Nous avons mis en place ce nouvel outil dans notre service parce que nous avions la volonté de nous transformer. Nous voulions replacer les entreprises et les salariés au cœur du dispositif en faisant d’eux des partenaires de la prévention en santé au travail. Le volet administratif a été complètement allégé par cette transformation numérique. L’ensemble du processus de convocation aux visites est réalisé automatiquement, ce qui permet à nos assistantes en santé au travail de travailler maintenant sur le volet conseil auprès des adhérents et de leurs salariés. C’est particulièrement important en ce moment. La technologie a réellement été mise au service de la transformation de notre SSTI et a permis d’envisager une santé au travail plus adaptable et plus efficace en termes de prévention et de suivi.
Comment apportez-vous votre soutien au secteur sanitaire dans la crise actuelle ?
Dans notre département, l’Agence Régionale de Santé (ARS) et la Communauté Professionnelle Territoriale de Santé (CPTS) nous ont sollicités pour venir en aide aux hôpitaux et aux médecins libéraux qui sont débordés et n’arrivent pas à faire face au nombre de demandes. Compte tenu de notre baisse d’activité, liée à la fermeture d’entreprises, nous étions en capacité de pouvoir gérer notre mission de santé au travail et un appui au secteur de soin.

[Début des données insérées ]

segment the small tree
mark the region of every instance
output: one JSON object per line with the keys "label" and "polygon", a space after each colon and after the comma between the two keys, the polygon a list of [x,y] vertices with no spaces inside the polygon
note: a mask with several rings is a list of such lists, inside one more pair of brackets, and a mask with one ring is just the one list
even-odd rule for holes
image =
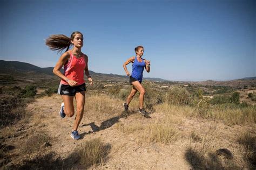
{"label": "small tree", "polygon": [[230,97],[230,102],[234,103],[239,103],[240,99],[240,94],[238,92],[235,91],[231,97]]}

Nous avons donc mis à disposition du CPTS/ARS du matériel informatique, des lignes téléphoniques et des équipes pour leur prêter main forte en libérant notamment notre siège et différant nos visites présentielles de santé au travail dans un autre centre à 10km.

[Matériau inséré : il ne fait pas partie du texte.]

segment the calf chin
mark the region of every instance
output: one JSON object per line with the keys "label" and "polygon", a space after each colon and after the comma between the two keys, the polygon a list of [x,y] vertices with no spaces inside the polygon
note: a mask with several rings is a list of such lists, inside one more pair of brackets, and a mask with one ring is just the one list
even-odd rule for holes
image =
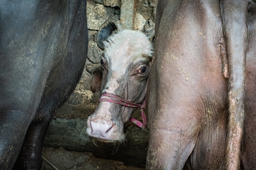
{"label": "calf chin", "polygon": [[104,121],[102,117],[98,116],[92,119],[93,116],[87,120],[86,133],[88,135],[105,143],[122,143],[125,141],[125,135],[122,130],[123,126]]}

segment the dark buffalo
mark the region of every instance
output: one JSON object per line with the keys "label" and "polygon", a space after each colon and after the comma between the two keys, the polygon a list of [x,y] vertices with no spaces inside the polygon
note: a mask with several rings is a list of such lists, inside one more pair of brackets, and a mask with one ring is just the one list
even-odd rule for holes
{"label": "dark buffalo", "polygon": [[0,1],[1,169],[11,169],[18,157],[14,169],[40,169],[53,111],[84,66],[86,3]]}
{"label": "dark buffalo", "polygon": [[147,169],[256,168],[255,10],[251,1],[159,1]]}

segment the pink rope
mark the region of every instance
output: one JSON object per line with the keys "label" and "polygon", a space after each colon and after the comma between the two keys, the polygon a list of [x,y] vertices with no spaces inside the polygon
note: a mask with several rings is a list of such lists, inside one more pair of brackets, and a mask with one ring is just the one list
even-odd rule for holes
{"label": "pink rope", "polygon": [[116,96],[110,94],[104,94],[101,95],[101,98],[100,99],[100,102],[101,101],[111,102],[128,107],[141,108],[141,117],[142,117],[143,122],[142,123],[133,117],[131,117],[130,120],[141,128],[143,128],[146,127],[146,125],[147,124],[147,120],[146,119],[145,113],[143,109],[143,108],[146,106],[146,100],[144,100],[143,103],[142,104],[140,104],[126,100],[118,96]]}

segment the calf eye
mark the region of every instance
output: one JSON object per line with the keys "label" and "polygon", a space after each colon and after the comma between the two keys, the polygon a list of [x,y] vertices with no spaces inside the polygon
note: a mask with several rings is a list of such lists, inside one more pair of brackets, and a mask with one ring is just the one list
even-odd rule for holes
{"label": "calf eye", "polygon": [[104,62],[103,61],[103,60],[102,60],[102,59],[101,60],[101,65],[104,64]]}
{"label": "calf eye", "polygon": [[146,70],[147,70],[147,67],[146,66],[143,66],[139,69],[139,73],[145,73]]}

Notre siège à Bourges a été transformé en une plateforme incluant 3 cellules avec une coordinatrice Médecin du travail de l’APST18 en relai du CPTS :
- Une plateforme téléphonique en relai du SAMU sur laquelle 20 médecins et infirmiers se relaient 7j/7, parmi lesquels 10 professionnels de santé au travail de notre service (7 médecins, 3 infirmiers) ;
- Une plateforme logistique : nous faisons des demandes de dons d’Équipements de Protection Individuelle (EPI) auprès de nos entreprises adhérentes afin de les fournir aux soignants. Tout ce matériel (masques, blouses, gants, etc.) est centralisé à notre siège puis est redistribué en fonction des besoins aux soignants du Cher ;
- Une cellule de soutien psychologique aux soignants.
Notre maillage territorial et la connaissance des acteurs locaux nous ont permis d’être plus efficace dans ces démarches. Lorsqu’on nous a sollicités, il a été naturel en tant qu’acteur de santé du territoire de venir en aide à nos collègues de la santé publique qui avaient besoin de ressources matérielles et humaines pour les aider dans la gestion de cette crise sanitaire.